Looking at the blueprint that's made Wrexham a success story

Leader Live3 days ago
I'm quite certain that the success we're enjoying is not beyond what they expected. They've always made it pretty clear off the record that the Championship is most definitely a level they expected to reach.
However, to have got there this quickly, I suspect, is a surprise to them. The only season we haven't gained promotion was the first season after the takeover and that was completely understandable.
Phil Parkinson didn't arrive until fairly late in the summer as the club rightly made sure they made the correct managerial appointment, and as a result his squad wasn't really completed until a January transfer window.
We gave Stockport County too much of a head start. In the second half of the season we were the best team in the division but couldn't quite reel them in. Since then it's been back to back to back glory. This remarkable success is drawing an enormous amount of attention from across football.
Unsurprisingly, we're already seeing clubs aping our approach. Football is particularly prone to spotting trends and then trying to copy them. Maybe all society is.
Fashions come and go. Paris Saint-Germain and Liverpool win the Champions League and the Premier League respectively without out-and-out strikers. So next season we'll see teams trying to replicate that style of play. Then, of course, everything will go around again and we'll end up with big lumps up front.
It's the same off the pitch. People step in and start to invest because they see what Rob and Ryan have done and they think that's the way forward. However, all of this I would argue is surface level.
Do they understand what really makes the Wrexham phenomenon so remarkably successful? There's an awful lot of clever stuff under the bonnet.
Too many entrepreneurs, chancers and band wagon-jumpers see Rob and Ryan's success and think they can do the same, but they underestimate the planning involved in Wrexham's expansion.
Uniquely, they've turned celebrity into cash.
We were sponsored by TikTok in the National League. Just stop and think about that for a second. TikTok.
That's a huge brand. And yet they thought they could increase that exposure by taking advantage of our fame. Obviously, they paid better than the local businesses that were propping up other National League teams.
Then we've had United Airlines. Oh, the second biggest airline in the world. Expedia sponsor Liverpool… and us!
I could go on. The point is clear though. We attract the sort of blue-chip advertising that major clubs dream of.
Look across the Premier League. How many of their sponsors are bigger than our front of shirt sponsors? And let's not forget that membership of that particular 20-club cabal is a licence to print money!
It's all down to the fact that people want to be associated with Rob and Ryan. Associated with the brands they've created both for themselves and for the club.
Brands are intangible, but they have worked out how to turn them into cold hard cash for our benefit.
Also central to their success is their humility. That's definitely a quality most prospective club owners lack.
Rob and Ryan were humble enough to appreciate that although they know their business and had an excellent concept for making a club succeed, they didn't know football.
How many times have you seen a rich person take over a football club, try to get involved with the ins and outs on a day-to-day basis and mess everything up?

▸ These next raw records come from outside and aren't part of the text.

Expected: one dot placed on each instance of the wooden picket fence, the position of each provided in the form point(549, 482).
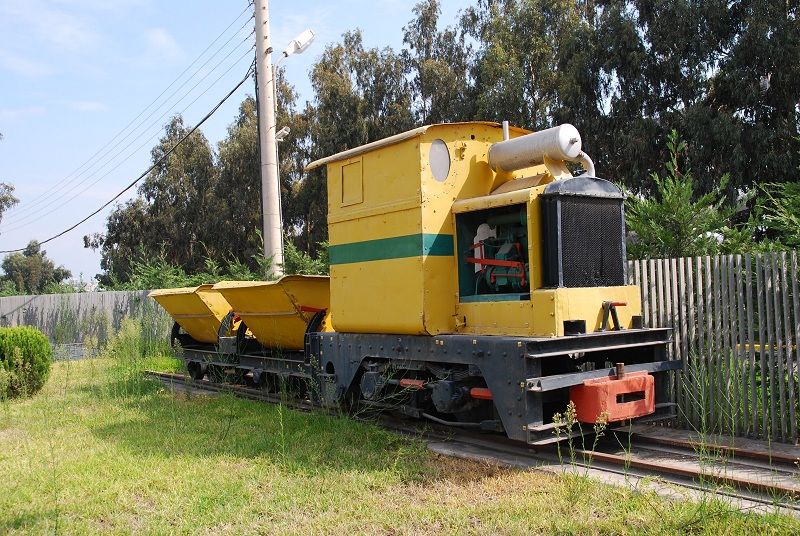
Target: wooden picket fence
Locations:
point(736, 321)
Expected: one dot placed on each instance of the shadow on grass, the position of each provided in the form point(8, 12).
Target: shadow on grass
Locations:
point(154, 421)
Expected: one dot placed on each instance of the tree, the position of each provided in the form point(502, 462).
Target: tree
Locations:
point(31, 272)
point(439, 62)
point(675, 221)
point(7, 199)
point(173, 211)
point(362, 95)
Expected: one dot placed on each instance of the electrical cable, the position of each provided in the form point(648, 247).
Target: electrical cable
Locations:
point(75, 174)
point(26, 219)
point(148, 170)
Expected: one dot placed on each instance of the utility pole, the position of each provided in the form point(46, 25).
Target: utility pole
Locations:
point(270, 184)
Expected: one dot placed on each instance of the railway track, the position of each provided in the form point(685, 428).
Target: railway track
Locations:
point(752, 477)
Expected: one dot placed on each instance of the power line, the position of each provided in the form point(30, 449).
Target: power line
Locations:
point(26, 219)
point(148, 170)
point(74, 175)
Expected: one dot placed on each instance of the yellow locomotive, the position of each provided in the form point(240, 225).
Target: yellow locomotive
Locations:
point(474, 282)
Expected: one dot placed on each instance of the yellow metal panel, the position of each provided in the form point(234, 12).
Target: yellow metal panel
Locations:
point(383, 296)
point(545, 313)
point(390, 176)
point(278, 312)
point(198, 310)
point(586, 304)
point(497, 318)
point(375, 227)
point(352, 184)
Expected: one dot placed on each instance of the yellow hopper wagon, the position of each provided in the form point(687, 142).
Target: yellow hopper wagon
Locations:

Everyone can name a couple of clubs that would love to have an ownership model like ours. Their wealthy owners haven't come in with the intention of doing harm, but their poor decision-making has dragged them down.
Sure, we've spent money, but we've generated much of it, and anyway, spending doesn't guarantee success. Ask any Manchester United fan.
Rob and Ryan were smart enough to employ experienced people who are at the very top of the game. If the likes of Shaun Harvey and Les Reed don't know the ropes, nobody does.
Likewise, Parkinson has been a phenomenal appointment as manager and the infrastructure we've built around him, leaning on so many experienced people's expertise, is world class.
There's no ego to Rob and Ryan when it comes to these decisions. They're happy to be business managers and allow experts to run the football side of matters and be answerable to them.
That's why they're successful, and why we're phenomenally fortunate to have them in charge.